Ex-trade minister Andrew Robb sells Cremorne house for more than $4.2 million guide

March 24, 2020
The four-bedroom Cremorne house of Andrew and Maureen Robb sold well ahead of the April 7 auction.

Former trade minister Andrew Robb and his wife Maureen have defied early expectations of a market correction by selling their Cremorne Point home less than two weeks after it was listed and for more than the $4.2 million guide.

The sale indicates the couple are forging ahead with their plans to downsize closer to the northern beaches, where they sold their Palm Beach property Indigo last October for $4.075 million to chief of Abacus Property Group Steven Sewell and his wife Sarah.

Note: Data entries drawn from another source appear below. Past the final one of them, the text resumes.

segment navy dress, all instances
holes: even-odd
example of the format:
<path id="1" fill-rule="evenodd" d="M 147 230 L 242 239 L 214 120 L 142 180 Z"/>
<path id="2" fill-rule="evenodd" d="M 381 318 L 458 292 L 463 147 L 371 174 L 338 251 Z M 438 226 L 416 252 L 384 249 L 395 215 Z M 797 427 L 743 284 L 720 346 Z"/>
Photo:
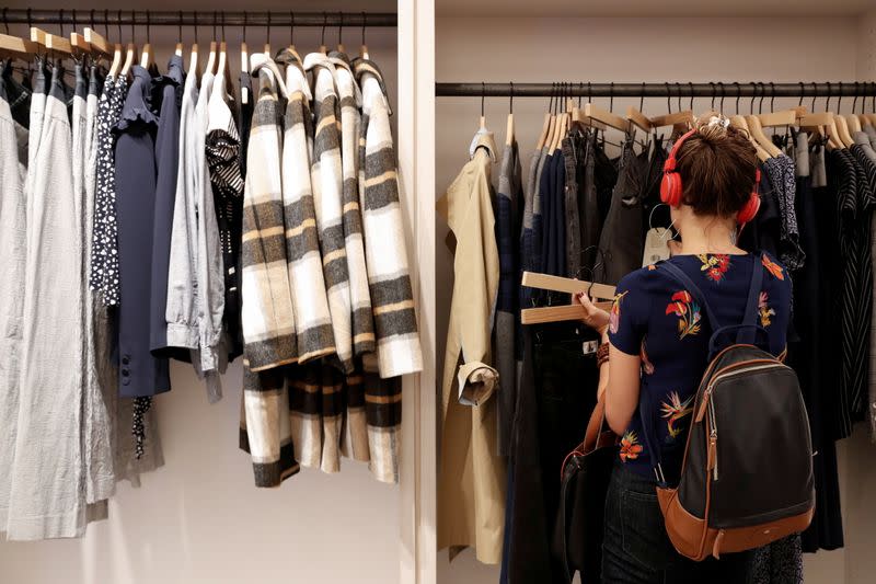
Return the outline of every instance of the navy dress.
<path id="1" fill-rule="evenodd" d="M 120 301 L 118 310 L 119 396 L 149 397 L 171 389 L 168 359 L 150 345 L 152 242 L 155 210 L 155 133 L 149 108 L 152 78 L 135 65 L 116 135 L 116 206 Z"/>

The Robbs bought the four-bedroom house designed by architect Rolf Haefeli in 2018 for $3.985 million when the couple moved to Sydney from Melbourne and following the sale of their former home in Brighton a year earlier for $2.655 million in his former Goldstein electorate.

Andrew and Maureen Robb look set to forge ahead with plans to downsize to the northern beaches.

It was scheduled to go to auction on April 7 but sold on Tuesday morning by Ray White Mosman’s Geoff Smith and Richard Harding.

Mr Smith declined to reveal the sale result but confirmed it had sold above the guide.

The Ray White Lower North Shore office has six auctions scheduled for this Thursday, some of which were originally set to go under the hammer in April but were brought forward.

Andrew and Maureen Robb moved to Sydney about three years ago when they sold their former home in Melbourne's Brighton for $2.655 million.

Louis Christopher, of property analyst SQM Research, was stumped by the top sale result in light of the record jump in unemployment in recent days.

“It’s a very bullish buy and indicates optimism the crisis will pass very soon,” said Christopher. “And certainly as a seller I wouldn’t want to be going to auction any time soon.”

Mr Robb retired as a Liberal minister in 2016 and went to work for businessman Ye Cheng, a member of President Xi Jinping’s advisory body Chinese People’s Consultative Committee.

It was a controversial career choice at the time because Mr Robb is widely credited with being the architect of Australia’s free-trade agreements with China, Japan and South Korea and because Mr Ye also owns Landbridge, which acquired the 99-year lease for the Port of Darwin in 2015, prompting former US president Barack Obama to complain because he hadn’t been warned.

Mr Robb quit his $880,000-a-year job with Mr Ye a year ago.